Y en todo esto, mediante lecturas implícitas y cruzadas, también Don Manuel Gamio participa con el grano de arena de sus enseñanzas y nos deja el sabor húmedo, a sangre y sal, de un pasado lleno de pirámides construidas, con un sinfín de capas, sobre una zona lacustre. “Sin historia no hay nacionalidad”, afirma éste con dedo sentencioso para que Octavio Paz responda categórico: “No es mexicano quien desconoce la historia de México”, revelando a continuación algunas proezas locales, valiéndose para ello de una escena de Ruiz de Alarcón y de un planteamiento científico del sabio jesuita Clavijero.
La pieza
Operación Bolívar, dibujada por Edgar Clément, pretende llegar, por medio de un argumento cubierto de acción y dinamismo, clásicamente historietístico, a la conciencia de sus lectores para la revisión de su historia nacional. Sólo de esta manera (y sin omitir ninguno de los periodos --sobre todo el del barroco-- que constituyen esta cadena milenaria de civilizaciones, historias y enfrentamientos) será posible descubrir el sentido del proyecto nacional mexicano, constituido por individuos libres que saben apreciar las virtudes y contradicciones de su propia identidad, salvándolo de la indolencia, la apatía, la desdicha escéptica y el enfriamiento existencial.
Finalmente, la historia debe mucho de su amenidad al ritmo del texto.

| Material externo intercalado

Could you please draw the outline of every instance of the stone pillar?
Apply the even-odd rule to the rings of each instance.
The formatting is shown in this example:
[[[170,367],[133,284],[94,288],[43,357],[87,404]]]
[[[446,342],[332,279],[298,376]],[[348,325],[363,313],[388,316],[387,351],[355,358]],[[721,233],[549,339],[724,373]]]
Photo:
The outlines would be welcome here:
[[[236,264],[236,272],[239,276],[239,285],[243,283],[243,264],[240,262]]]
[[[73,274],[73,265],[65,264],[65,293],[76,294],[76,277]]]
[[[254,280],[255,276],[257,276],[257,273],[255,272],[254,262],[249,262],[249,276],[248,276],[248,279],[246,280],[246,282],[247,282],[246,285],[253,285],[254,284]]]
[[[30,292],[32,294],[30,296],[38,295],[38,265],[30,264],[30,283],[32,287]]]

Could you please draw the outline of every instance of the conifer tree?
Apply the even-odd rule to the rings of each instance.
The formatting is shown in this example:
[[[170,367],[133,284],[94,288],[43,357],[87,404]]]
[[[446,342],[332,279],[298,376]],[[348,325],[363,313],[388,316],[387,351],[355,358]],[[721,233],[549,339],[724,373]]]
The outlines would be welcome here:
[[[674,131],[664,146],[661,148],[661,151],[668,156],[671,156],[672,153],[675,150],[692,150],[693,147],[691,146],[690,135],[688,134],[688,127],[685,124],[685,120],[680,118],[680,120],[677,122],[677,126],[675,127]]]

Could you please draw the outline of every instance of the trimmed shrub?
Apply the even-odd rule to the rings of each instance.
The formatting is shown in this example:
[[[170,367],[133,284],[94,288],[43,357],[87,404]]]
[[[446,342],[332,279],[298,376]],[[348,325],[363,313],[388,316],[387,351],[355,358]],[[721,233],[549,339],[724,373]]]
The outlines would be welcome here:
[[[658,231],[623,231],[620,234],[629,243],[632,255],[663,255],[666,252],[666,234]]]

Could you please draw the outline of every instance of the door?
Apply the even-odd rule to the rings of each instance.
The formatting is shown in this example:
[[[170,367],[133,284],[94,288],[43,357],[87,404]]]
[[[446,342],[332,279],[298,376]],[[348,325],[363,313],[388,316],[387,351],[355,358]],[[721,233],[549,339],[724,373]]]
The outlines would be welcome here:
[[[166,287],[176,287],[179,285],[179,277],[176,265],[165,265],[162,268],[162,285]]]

La exposición paulatina del asunto hecha desde las didascalias, manifiesta un evidente interés lírico y culterano, acompañada de una tipografía ligeramente gótica que da realce a los comentarios y enunciados, amén de la originalidad de las capitulares y la belleza de sus viñetas, dibujadas especialmente para esto. En algunas partes el autor se observa expansivo y barroco, pero en otras interviene con voz sin respiro, como si leyera las partes más intensas de un largo poema épico. Pero en los globos, en donde inserta los diálogos –con insultos, reproches, mentadas y onomatopeyas--, da espacio a los coloquialismos y barbarismos más comunes del caló capitalino; aquí, se observa, hace uso de una tipografía ordinaria, en blancas. De esta manera esquemática pone de manifiesto su oído atento a la voz de las cantinas y las calles, y da resonancia a la intensidad de sus lecturas y experiencias.
A plena luz del día
¿Acaso no son estas razones interesantes para regresar a esta pieza paradigmática, que expresa la capacidad técnica y el talento de los dibujantes locales, anunciando un porvenir de historietistas cuyo renovado planteamiento estético enriquecerá nuestro diálogo cultural, gracias a sus nuevos argumentos, a su fresca imaginería y a una visión pretenciosamente plástica del panel y el dibujo?
Creo que esta pieza abre, con fuerza, un espacio creativo de gran originalidad para los dibujantes mexicanos. Es deseable continuar la reflexión en torno a ella, buscando incorporar a especialistas de la comunicación, la literatura y las artes plásticas, para que nos den claridad acerca de la promesa insinuada por el profundo registro de esta obra:
la apertura de un historietismo mexicano moderno, hondamente relacionado con autores de otros países y sustentado en la crítica, la reflexión y, sobre todo, en su riqueza plástica, su capacidad narrativa y su inteligente revisión de la historia.